INNO2VATE incident trial	INNO2VATE prevalent trial
NCT02865850 (n = 369)	NCT02892149 (n = 3554)
Adults (≥18 years) who initiated chronic maintenance dialysis (either peritoneal or haemodialysis) for end-stage kidney disease within 16 weeks prior to screening	Adults (≥18 years) receiving chronic maintenance dialysis (either peritoneal or haemodialysis) for end-stage kidney disease for at least 12 weeks prior to screening
Ferritin ≥100 ng/mL and TSAT ≥20% Folate and vitamin B12 measurements greater than or equal to the lower limit of normal at screening Understands the procedures and requirements of the study and provides written informed consent and authorization for protected health information disclosure
Hb eligibility
Hb 8–11 g/dL	USA: Hb 8–11 g/dL
	Non-USA: Hb 9–12 g/dL
ESA treatment
Limited prior exposure to ESA therapy (see text for details) Cannot have met the following criteria for ESA resistance within 8 weeks prior to or during screening: epoetin >7700 U/dose three times per week or >23 000 U/week, darbepoetin alfa >100 μg/week or methoxy polyethylene glycol-epoetin beta >100 μg every other week or >200 μg every month	Currently maintained on ESA therapy, with a dose received within 6 weeks prior to or during screening
RBC transfusions
No RBC transfusions within 8 weeks prior to randomization
Exclusion of patients with any of the following:
Anaemia due to a cause other than CKD or patients with active bleeding or recent blood loss
History of sickle cell disease, myelodysplastic syndromes, bone marrow fibrosis, haematologic malignancy, myeloma, haemolytic anaemia, thalassemia or pure red cell aplasia
Aspartate aminotransferase/serum glutamic oxaloacetic transaminase, alanine aminotransferase/serum glutamic pyruvic transaminase or total bilirubin >2.0 times the upper limit of normal during screening; patients with a history of Gilbert’s syndrome are not excluded
Uncontrolled hypertension (defined as confirmed predialysis systolic BP >190 mmHg or diastolic BP >110 mmHg at rest) at or during screening
Severe heart failure (HF) at or during screening (New York Heart Association Class IV)

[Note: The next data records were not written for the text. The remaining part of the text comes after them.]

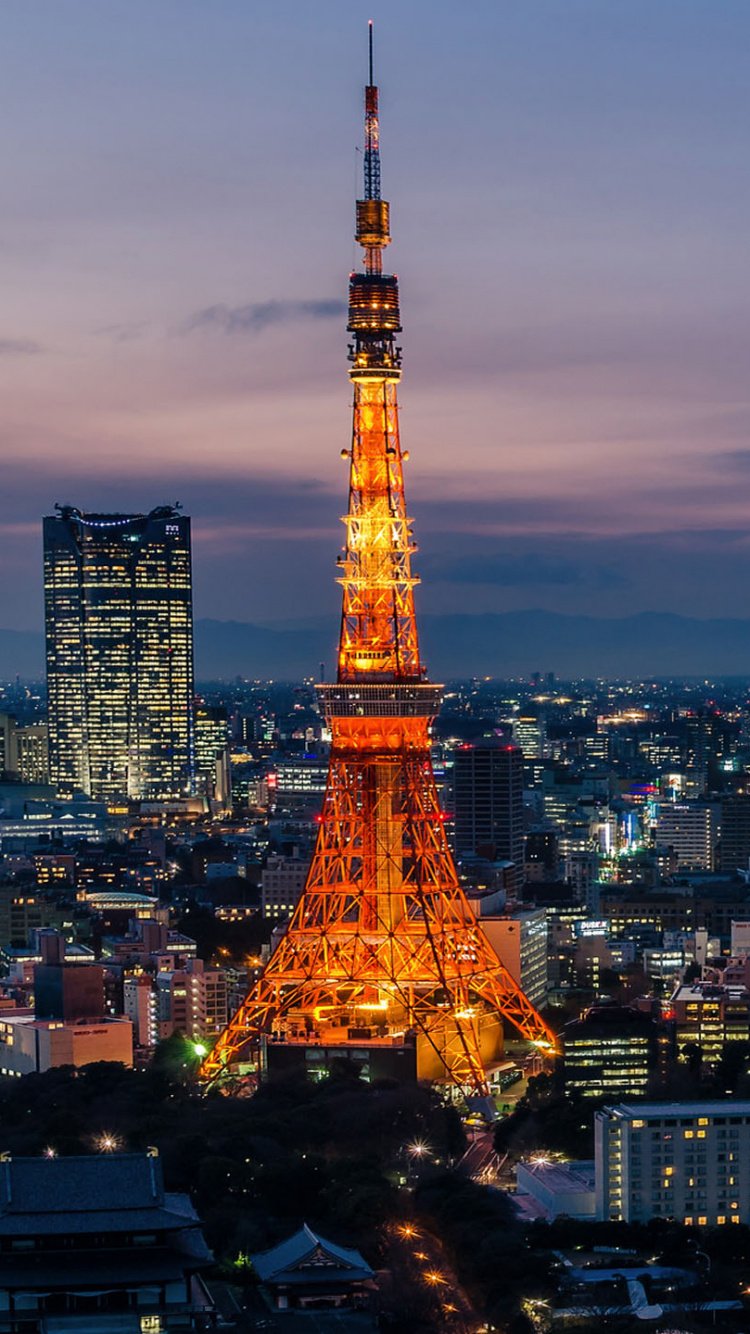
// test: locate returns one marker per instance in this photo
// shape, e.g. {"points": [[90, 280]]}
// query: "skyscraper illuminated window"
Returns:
{"points": [[118, 595]]}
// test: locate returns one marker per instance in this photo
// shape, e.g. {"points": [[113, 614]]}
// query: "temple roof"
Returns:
{"points": [[306, 1257], [95, 1193]]}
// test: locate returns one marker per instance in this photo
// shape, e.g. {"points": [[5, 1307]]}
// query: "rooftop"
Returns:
{"points": [[639, 1110], [103, 1193], [310, 1255]]}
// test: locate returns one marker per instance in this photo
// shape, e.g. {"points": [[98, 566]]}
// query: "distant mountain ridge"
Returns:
{"points": [[511, 643]]}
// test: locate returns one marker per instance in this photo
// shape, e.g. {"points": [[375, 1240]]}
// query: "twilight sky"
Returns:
{"points": [[570, 191]]}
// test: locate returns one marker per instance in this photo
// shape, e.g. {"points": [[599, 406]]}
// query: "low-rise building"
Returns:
{"points": [[549, 1190], [308, 1271], [283, 882], [95, 1243], [32, 1046]]}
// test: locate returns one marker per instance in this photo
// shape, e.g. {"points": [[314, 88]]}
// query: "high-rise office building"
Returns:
{"points": [[682, 1159], [489, 803], [693, 833], [119, 652], [735, 834]]}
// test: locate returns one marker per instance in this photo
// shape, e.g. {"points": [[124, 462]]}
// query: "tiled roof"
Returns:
{"points": [[78, 1194], [283, 1259]]}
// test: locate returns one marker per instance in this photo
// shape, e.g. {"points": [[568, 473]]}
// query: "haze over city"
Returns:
{"points": [[570, 204]]}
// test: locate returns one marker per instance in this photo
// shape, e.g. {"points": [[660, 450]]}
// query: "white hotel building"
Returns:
{"points": [[689, 1161]]}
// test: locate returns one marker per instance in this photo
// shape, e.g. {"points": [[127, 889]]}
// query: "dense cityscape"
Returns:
{"points": [[358, 1002]]}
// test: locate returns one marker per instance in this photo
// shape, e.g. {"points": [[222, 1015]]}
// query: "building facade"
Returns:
{"points": [[689, 1161], [95, 1243], [118, 592], [613, 1050], [489, 803], [693, 833]]}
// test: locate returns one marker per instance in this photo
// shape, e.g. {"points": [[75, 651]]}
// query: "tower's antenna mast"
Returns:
{"points": [[371, 135]]}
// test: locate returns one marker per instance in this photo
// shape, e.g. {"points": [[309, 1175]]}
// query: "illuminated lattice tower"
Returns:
{"points": [[383, 945]]}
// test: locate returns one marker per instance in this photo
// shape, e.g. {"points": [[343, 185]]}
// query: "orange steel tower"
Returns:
{"points": [[383, 946]]}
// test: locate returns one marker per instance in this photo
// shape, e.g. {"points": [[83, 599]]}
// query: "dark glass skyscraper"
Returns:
{"points": [[118, 595], [489, 802]]}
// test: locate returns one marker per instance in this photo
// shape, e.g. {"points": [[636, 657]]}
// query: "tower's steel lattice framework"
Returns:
{"points": [[383, 935]]}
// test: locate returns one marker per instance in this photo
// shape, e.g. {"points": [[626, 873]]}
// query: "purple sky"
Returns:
{"points": [[570, 206]]}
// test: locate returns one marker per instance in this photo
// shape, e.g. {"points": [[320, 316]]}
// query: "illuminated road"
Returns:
{"points": [[481, 1161]]}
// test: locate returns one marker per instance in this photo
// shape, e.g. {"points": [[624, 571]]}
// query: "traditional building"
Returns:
{"points": [[310, 1273], [94, 1245]]}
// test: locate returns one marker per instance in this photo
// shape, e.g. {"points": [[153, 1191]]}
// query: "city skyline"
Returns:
{"points": [[569, 234]]}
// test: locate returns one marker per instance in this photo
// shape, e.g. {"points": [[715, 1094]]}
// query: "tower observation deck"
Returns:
{"points": [[383, 947]]}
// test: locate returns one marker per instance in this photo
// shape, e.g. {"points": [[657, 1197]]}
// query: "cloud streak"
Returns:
{"points": [[258, 316], [19, 347]]}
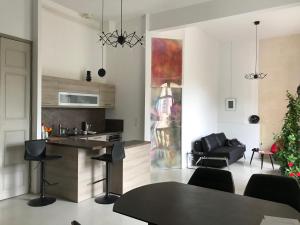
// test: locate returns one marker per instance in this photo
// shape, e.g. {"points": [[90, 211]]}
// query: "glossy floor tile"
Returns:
{"points": [[16, 212]]}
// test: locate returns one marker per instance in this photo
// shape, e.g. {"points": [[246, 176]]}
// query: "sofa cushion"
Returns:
{"points": [[221, 139], [209, 143], [198, 146], [232, 153]]}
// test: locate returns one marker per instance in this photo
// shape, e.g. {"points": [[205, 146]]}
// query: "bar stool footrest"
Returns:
{"points": [[41, 201], [107, 199]]}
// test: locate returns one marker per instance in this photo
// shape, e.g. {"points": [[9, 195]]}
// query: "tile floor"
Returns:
{"points": [[16, 212]]}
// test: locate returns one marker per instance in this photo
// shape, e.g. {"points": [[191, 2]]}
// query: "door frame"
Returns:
{"points": [[2, 35]]}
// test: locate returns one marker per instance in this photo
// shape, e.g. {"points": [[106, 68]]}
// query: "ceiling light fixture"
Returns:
{"points": [[122, 38], [101, 71], [256, 74]]}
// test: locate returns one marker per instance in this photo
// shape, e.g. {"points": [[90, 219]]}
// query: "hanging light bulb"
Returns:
{"points": [[256, 74]]}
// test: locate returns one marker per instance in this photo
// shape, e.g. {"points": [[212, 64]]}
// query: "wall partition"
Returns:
{"points": [[166, 102]]}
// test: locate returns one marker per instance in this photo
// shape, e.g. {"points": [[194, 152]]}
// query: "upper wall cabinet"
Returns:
{"points": [[60, 92]]}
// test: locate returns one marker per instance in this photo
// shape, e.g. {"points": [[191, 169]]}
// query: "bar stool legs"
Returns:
{"points": [[42, 200], [107, 198]]}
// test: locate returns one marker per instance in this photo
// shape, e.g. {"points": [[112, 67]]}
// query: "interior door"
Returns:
{"points": [[15, 71]]}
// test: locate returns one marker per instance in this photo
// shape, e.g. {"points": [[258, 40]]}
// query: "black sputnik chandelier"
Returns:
{"points": [[256, 74], [121, 37]]}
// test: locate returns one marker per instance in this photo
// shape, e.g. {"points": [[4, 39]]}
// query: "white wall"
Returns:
{"points": [[235, 123], [16, 18], [200, 87], [211, 10], [126, 69], [70, 44]]}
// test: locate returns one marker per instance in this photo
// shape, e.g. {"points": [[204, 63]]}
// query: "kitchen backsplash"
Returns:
{"points": [[71, 118]]}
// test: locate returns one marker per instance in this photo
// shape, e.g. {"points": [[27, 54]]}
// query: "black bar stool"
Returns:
{"points": [[117, 154], [35, 150]]}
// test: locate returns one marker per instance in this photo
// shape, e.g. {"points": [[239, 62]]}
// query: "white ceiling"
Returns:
{"points": [[131, 8], [275, 22]]}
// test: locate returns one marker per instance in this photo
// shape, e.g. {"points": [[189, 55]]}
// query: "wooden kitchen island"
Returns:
{"points": [[77, 174]]}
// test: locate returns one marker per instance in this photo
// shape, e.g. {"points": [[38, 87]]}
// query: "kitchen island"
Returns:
{"points": [[79, 176]]}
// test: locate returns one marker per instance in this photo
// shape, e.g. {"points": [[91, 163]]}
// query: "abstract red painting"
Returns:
{"points": [[166, 62]]}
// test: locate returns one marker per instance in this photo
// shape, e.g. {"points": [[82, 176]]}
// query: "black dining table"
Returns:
{"points": [[172, 203]]}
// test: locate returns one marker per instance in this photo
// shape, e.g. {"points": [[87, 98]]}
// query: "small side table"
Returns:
{"points": [[262, 154]]}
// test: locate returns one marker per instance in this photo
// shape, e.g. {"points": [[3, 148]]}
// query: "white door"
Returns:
{"points": [[15, 70]]}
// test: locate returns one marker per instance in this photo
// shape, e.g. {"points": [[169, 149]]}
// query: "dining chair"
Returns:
{"points": [[274, 188], [213, 178]]}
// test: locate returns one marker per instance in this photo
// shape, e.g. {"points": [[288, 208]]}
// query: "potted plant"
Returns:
{"points": [[288, 140]]}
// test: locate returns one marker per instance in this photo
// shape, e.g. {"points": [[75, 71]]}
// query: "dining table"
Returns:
{"points": [[173, 203]]}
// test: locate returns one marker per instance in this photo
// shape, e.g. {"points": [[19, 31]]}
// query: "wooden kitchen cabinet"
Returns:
{"points": [[51, 86]]}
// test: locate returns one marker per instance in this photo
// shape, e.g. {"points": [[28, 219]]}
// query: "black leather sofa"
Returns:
{"points": [[217, 145]]}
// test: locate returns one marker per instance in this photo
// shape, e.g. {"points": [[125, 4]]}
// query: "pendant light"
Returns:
{"points": [[256, 74], [101, 71], [122, 38]]}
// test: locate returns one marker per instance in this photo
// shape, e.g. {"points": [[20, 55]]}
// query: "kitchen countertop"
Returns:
{"points": [[79, 143], [89, 135], [135, 143]]}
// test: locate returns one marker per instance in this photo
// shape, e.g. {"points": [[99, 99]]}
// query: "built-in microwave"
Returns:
{"points": [[78, 99]]}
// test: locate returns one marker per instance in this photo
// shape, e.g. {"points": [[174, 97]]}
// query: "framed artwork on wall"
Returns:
{"points": [[230, 104], [166, 62]]}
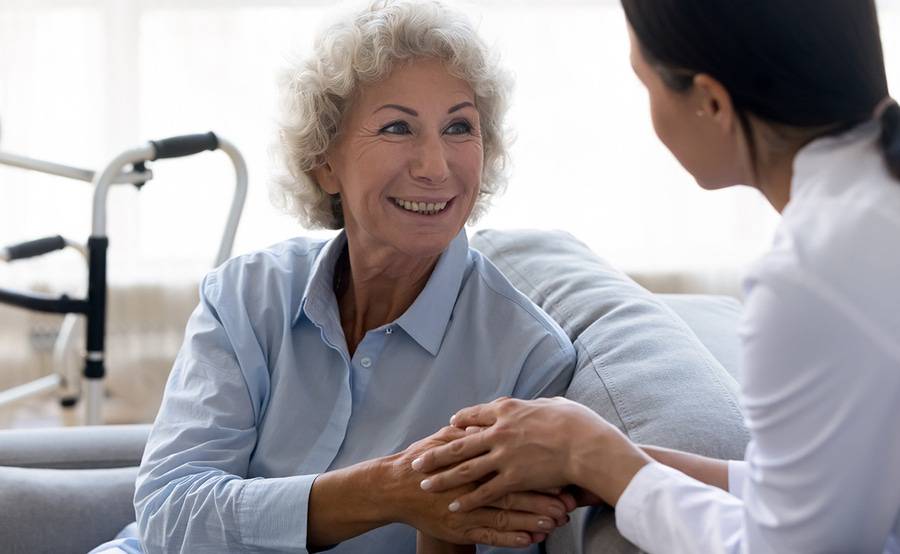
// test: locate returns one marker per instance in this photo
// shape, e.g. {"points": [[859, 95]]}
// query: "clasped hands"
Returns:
{"points": [[509, 446]]}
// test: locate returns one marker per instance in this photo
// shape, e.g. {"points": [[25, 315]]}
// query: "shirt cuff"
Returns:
{"points": [[630, 510], [273, 512], [737, 474]]}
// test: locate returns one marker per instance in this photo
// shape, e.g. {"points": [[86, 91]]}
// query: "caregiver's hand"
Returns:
{"points": [[513, 520], [530, 445]]}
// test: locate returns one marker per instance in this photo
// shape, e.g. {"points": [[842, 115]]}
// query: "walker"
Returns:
{"points": [[129, 167]]}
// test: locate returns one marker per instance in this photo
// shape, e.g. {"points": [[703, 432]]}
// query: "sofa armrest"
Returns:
{"points": [[105, 446]]}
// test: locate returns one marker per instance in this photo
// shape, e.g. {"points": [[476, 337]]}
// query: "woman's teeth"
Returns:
{"points": [[426, 208]]}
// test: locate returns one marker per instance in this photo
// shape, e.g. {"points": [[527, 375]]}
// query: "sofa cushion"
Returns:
{"points": [[63, 510], [86, 447], [640, 365]]}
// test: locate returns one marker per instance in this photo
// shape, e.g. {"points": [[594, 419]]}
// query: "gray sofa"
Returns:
{"points": [[663, 368]]}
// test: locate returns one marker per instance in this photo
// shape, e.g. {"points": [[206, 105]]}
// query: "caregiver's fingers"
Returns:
{"points": [[451, 453], [482, 415], [470, 471]]}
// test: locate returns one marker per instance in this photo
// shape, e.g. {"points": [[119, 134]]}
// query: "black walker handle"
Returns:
{"points": [[36, 247], [184, 145]]}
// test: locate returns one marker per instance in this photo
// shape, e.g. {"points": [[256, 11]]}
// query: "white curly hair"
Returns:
{"points": [[363, 48]]}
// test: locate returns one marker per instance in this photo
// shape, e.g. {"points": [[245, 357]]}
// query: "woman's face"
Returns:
{"points": [[407, 160], [698, 126]]}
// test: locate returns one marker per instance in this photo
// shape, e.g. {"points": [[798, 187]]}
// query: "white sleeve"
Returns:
{"points": [[820, 396], [737, 475]]}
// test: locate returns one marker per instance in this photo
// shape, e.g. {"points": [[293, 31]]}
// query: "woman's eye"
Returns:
{"points": [[459, 128], [396, 128]]}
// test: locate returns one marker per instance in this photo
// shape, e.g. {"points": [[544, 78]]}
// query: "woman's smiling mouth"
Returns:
{"points": [[421, 207]]}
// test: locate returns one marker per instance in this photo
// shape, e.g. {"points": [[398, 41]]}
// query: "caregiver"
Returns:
{"points": [[791, 98]]}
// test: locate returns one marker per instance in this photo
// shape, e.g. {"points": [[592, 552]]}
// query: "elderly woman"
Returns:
{"points": [[310, 370]]}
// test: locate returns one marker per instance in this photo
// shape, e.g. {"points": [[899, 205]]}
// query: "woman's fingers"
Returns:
{"points": [[486, 494], [510, 520], [505, 539], [535, 503], [461, 449]]}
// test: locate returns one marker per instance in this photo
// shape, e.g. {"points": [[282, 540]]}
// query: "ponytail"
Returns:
{"points": [[889, 114]]}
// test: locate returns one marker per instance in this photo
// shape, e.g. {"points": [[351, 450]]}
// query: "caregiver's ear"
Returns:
{"points": [[714, 101]]}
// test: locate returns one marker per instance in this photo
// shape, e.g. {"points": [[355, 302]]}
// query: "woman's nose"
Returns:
{"points": [[430, 162]]}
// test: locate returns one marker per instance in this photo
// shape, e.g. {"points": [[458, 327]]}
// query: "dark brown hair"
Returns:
{"points": [[814, 64]]}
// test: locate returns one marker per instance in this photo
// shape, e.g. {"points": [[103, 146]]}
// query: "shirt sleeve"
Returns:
{"points": [[737, 473], [815, 397], [192, 492]]}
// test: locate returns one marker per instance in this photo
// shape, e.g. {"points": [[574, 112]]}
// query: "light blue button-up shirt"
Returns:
{"points": [[264, 395]]}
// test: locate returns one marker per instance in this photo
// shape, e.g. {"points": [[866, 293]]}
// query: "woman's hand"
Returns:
{"points": [[531, 445], [514, 520]]}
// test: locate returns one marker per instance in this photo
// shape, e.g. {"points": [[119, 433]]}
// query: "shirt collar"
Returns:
{"points": [[318, 301], [425, 321], [817, 161]]}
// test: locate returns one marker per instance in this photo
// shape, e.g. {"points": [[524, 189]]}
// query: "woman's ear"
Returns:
{"points": [[326, 178], [714, 102]]}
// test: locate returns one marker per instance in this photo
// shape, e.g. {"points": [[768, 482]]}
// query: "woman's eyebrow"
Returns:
{"points": [[403, 109], [414, 113], [460, 106]]}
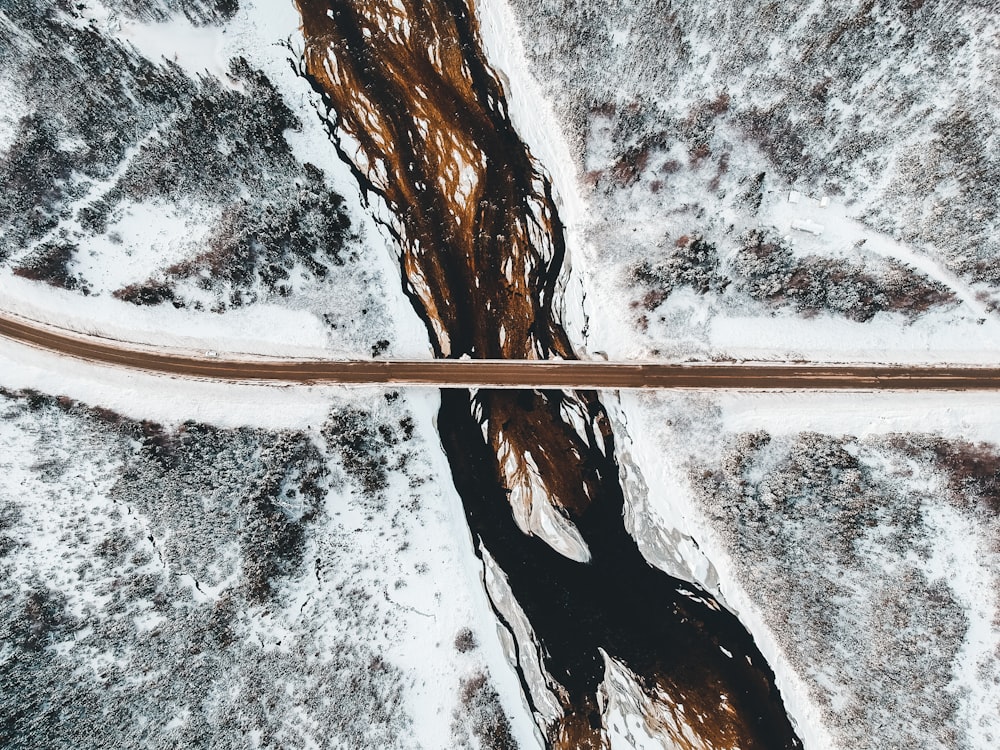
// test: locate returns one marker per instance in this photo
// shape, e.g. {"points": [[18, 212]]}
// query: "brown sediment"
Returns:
{"points": [[416, 112]]}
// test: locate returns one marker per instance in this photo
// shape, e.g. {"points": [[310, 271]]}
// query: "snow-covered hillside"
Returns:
{"points": [[854, 534], [802, 179], [168, 156], [182, 584]]}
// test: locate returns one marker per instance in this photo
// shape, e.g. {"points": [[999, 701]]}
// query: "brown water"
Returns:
{"points": [[421, 119]]}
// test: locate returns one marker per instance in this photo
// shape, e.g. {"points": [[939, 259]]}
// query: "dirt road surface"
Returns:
{"points": [[506, 373]]}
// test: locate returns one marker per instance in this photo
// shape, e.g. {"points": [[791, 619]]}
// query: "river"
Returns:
{"points": [[419, 116]]}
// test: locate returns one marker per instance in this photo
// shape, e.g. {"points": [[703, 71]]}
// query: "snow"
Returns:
{"points": [[259, 329], [962, 558], [198, 50], [14, 108], [664, 431]]}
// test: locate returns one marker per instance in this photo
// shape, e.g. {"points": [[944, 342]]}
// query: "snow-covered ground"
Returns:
{"points": [[321, 572], [885, 637], [229, 239], [854, 535], [651, 125]]}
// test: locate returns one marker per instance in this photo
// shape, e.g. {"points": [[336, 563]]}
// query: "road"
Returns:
{"points": [[506, 373]]}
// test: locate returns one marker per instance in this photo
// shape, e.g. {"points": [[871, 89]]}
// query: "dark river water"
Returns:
{"points": [[416, 112]]}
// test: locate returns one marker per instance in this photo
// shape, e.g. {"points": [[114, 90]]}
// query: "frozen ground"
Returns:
{"points": [[855, 534], [198, 179], [687, 130], [779, 183], [182, 583]]}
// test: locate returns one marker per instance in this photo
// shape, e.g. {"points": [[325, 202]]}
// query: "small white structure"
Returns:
{"points": [[804, 225]]}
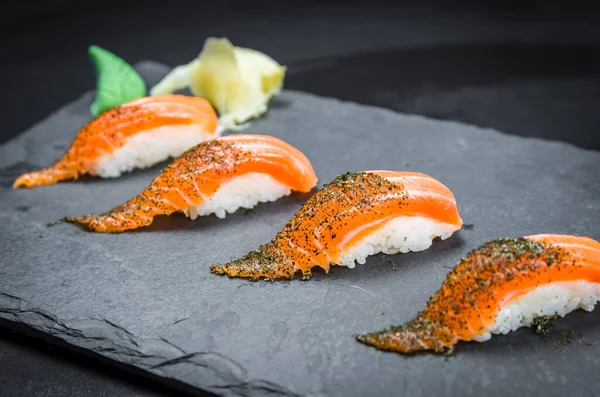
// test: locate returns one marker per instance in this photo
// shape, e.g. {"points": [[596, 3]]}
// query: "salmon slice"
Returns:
{"points": [[356, 215], [497, 288], [240, 169], [137, 134]]}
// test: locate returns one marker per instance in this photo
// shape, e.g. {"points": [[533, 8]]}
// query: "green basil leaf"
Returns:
{"points": [[116, 81]]}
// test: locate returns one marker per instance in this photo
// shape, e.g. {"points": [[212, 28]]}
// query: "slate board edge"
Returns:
{"points": [[89, 96], [53, 330], [49, 328], [55, 340]]}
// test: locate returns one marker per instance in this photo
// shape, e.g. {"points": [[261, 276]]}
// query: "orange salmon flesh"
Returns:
{"points": [[485, 282], [352, 206], [199, 173], [112, 129]]}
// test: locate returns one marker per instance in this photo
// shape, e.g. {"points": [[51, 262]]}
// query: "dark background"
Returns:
{"points": [[529, 68]]}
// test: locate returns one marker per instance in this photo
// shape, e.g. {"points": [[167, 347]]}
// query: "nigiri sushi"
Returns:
{"points": [[499, 287], [217, 176], [354, 216], [137, 134]]}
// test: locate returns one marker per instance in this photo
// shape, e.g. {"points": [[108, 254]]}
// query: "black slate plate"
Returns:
{"points": [[147, 299]]}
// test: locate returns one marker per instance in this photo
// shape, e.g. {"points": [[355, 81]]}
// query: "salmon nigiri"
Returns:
{"points": [[217, 176], [138, 134], [501, 286], [354, 216]]}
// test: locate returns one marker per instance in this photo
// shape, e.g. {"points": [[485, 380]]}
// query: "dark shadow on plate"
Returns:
{"points": [[435, 82]]}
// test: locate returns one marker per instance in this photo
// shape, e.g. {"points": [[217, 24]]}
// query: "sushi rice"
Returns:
{"points": [[401, 234], [245, 191], [150, 147], [555, 299]]}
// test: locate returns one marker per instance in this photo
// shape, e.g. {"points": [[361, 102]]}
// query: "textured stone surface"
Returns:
{"points": [[148, 299]]}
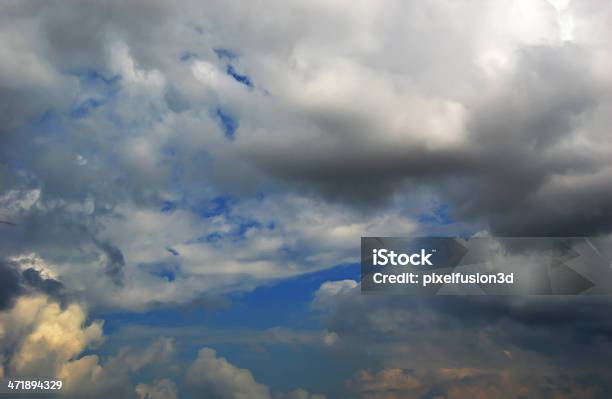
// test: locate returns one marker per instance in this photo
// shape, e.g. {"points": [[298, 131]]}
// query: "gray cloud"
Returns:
{"points": [[475, 332]]}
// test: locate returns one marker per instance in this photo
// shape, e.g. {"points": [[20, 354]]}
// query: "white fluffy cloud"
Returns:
{"points": [[354, 128]]}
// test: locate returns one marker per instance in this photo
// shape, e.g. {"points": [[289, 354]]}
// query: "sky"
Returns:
{"points": [[186, 184]]}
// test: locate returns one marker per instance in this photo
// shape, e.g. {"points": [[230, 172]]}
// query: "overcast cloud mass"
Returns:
{"points": [[163, 161]]}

Acute coronary syndrome (hospitalization for unstable angina or MI), surgical or percutaneous intervention for coronary, cerebrovascular or peripheral artery disease (aortic or lower extremity), surgical or percutaneous valvular replacement or repair, sustained ventricular tachycardia, hospitalization for HF or stroke within 12 weeks prior to or during screening
History of active malignancy within 2 years prior to or during screening, except for treated basal cell carcinoma of skin, curatively resected squamous cell carcinoma of skin or cervical carcinoma in situ
History of DVT or PE within 12 weeks prior to randomization
History of haemosiderosis or haemochromatosis
History of prior organ transplantation or scheduled organ transplant (patients on the kidney transplant wait-list or with a history of failed kidney transplant are not excluded) or prior haematopoietic stem cell or bone marrow transplant (corneal transplants and stem cell therapy for knee arthritis are not excluded)
Hypersensitivity to vadadustat, darbepoetin alfa or any of their excipients
Use of an investigational medication or participation in an investigational study within 30 days or 5 half-lives of the investigational medication (whichever is longer) prior to or during screening
Previous participation in this study or previous participation in a study with HIF-PHI other than vadadustat
Females who are pregnant, breastfeeding or are of childbearing potential who are unable or unwilling to use an acceptable method of contraception
Non-vasectomized male patients who are unable or unwilling to use an acceptable method of contraception
Any other reason, which in the opinion of the investigator, would make the patient not suitable for participation in the study

BP, blood pressure; DVT, deep vein thrombosis; PE, pulmonary embolism.